Il risultato storico che emerge da questo voto consiste proprio nel fatto che stavolta gli identikit tradizionali sono del tutto stravolti. Renzi ha sfondato per la prima volta nella storia della sinistra italiana i recinti sociali ed elettorali che l’hanno sempre contenuta. Ha superato quel terzo dei voti che la sinistra ha sempre rappresentato anche nei migliori momenti. Renzi ha fatto irruzione nel campo avversario, e ciò vuol dire che si è rotta la barriera che nella Seconda Repubblica ha tenuto separato l’elettorato di centrodestra da quello di centrosinistra. Il Pd ha ottenuto una percentuale superiore nel Nord produttivo delle partite Iva, rispetto al Sud dell’assistenzialismo statale. Nei voti di Renzi c’è dunque un elettorato che non è più quello tradizionale della sinistra.



Il Pd al 40% è veramente paragonabile alla Dc?

Da un punto di vista numerico sicuramente sì. Sia pure su basi elettorali molto più ampie, perché ieri l’affluenza è stata del 55,5%, l’ultima volta che un partito ha superato il 40% è stata la Dc di Fanfani nel 1958. Lo stesso tratto “rottamatore” di Renzi richiama molto Fanfani, il grande innovatore della Dc nonché l’inventore del centrosinistra. In più c’è una certa similitudine nel fatto che anche il Pd ha assunto le caratteristiche di un partito interclassista, che ha occupato il centro dell’elettorato come faceva la Dc. E soprattutto si trova a interagire con un sistema politico molto frammentato in cui il primo avversario, l’M5S, non ha la possibilità di coalizzarsi per andare al governo, esattamente come succedeva al Pci ai tempi della Dc. Anche in questo caso abbiamo una centralità del Pd data anche dal fatto che i suoi avversari non sono in grado di insidiarne il carattere maggioritario.



E se quella di Renzi fosse solo una bolla, o il risultato di una politica di annunci?

Lo vedremo presto. Questo passaggio elettorale toglie ogni alibi, nel senso che Renzi ha già dimostrato di essere un leader, un uomo capace di trascinare il Paese con le sue proposte. Ora è il momento di dimostrare di essere uno statista, capace di attuare quanto ha presentato finora. Non è soltanto questione di realizzarlo, ma anche di riuscire a pensare una strategia.

 

Queste europee allontanano o avvicinano le elezioni anticipate?

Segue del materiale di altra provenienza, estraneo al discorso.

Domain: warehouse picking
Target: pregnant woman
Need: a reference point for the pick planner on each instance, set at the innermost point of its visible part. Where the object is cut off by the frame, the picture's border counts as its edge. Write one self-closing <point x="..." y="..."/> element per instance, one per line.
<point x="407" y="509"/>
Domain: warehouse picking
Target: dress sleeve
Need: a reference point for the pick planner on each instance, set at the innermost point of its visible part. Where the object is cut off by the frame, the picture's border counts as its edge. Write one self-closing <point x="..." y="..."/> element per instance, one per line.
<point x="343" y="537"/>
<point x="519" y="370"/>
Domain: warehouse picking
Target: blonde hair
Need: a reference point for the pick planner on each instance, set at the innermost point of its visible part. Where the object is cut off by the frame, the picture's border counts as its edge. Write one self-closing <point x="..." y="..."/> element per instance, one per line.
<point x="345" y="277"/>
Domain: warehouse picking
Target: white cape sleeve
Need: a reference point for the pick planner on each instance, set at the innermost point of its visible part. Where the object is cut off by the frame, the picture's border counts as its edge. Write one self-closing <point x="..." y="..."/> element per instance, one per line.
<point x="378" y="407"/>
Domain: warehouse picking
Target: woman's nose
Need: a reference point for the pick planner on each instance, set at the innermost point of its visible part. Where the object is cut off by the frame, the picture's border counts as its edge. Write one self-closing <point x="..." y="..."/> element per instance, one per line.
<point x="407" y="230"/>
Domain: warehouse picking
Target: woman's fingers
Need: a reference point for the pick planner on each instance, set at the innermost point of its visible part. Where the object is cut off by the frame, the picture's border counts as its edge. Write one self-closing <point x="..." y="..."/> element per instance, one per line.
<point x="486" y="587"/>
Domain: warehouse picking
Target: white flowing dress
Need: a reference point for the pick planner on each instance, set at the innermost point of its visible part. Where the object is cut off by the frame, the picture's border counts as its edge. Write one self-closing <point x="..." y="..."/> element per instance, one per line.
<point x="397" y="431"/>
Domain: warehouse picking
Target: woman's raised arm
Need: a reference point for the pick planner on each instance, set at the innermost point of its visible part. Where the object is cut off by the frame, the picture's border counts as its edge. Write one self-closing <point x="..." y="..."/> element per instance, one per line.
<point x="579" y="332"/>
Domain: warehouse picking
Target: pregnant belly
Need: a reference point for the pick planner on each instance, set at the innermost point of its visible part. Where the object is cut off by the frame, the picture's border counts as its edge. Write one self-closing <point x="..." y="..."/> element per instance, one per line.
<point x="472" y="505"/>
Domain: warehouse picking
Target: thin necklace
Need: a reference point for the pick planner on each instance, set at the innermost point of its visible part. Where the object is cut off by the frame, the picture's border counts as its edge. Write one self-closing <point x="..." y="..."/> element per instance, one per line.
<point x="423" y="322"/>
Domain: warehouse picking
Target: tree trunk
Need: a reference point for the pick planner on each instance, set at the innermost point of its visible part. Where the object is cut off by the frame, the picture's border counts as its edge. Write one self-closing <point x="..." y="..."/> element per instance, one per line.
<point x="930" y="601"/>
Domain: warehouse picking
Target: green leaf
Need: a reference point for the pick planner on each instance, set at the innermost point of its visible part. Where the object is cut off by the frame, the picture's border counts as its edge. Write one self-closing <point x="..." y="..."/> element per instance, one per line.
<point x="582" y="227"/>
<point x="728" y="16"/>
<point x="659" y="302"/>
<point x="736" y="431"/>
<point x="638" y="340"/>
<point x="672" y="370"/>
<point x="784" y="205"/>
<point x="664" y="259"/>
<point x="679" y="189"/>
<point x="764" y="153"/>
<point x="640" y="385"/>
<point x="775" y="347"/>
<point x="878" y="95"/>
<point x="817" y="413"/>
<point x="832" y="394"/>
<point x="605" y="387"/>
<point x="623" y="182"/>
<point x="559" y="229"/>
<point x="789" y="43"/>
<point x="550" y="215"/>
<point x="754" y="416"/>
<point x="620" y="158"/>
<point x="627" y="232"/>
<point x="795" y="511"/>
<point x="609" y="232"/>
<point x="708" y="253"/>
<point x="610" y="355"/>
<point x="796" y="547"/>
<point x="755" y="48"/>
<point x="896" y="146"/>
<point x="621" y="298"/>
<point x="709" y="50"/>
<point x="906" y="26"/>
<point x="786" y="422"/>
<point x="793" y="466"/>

Non credo che Renzi sia tentato di indire elezioni anticipate a breve, anche perché ha una possibilità senza precedenti di attuare il suo programma. Non si vede perché dovrebbe sprecarla per un’altra gara elettorale dall’esito incerto, e con una volatilità molto elevata dell’elettorato. La pistola che ha agitato finora, le elezioni anticipate, adesso è carica più che mai perché tutti sanno che il premier ha una forza elettorale notevole, e non credo che i suoi alleati vorranno rischiare. Questo voto allontana le elezioni e costringe Renzi a governare.

 

Renzi sarà tentato di fare le riforme da solo?

Per ottenere le riforme e farle bene, Renzi deve apprendere l’arte della pazienza, del compromesso, della prudenza, e sfuggire alla tentazione del tatticismo. Negli ultimi mesi il premier ha parlato esclusivamente all’elettorato, e quindi anche le riforme annunciate sono state fatte più che altro per ottenere l’investitura dell’urna. Ora per fare le riforme ci vuole un lavoro in Parlamento, che è fatto di norme e aggiustamenti, come è evidente soprattutto per la riforma del Senato. Senza la pressione di una consultazione elettorale, ora il premier può dedicarsi a questo lavoro. E’ ciò cui mi riferivo quando parlavo della necessità che Renzi dimostri di avere un profilo da statista.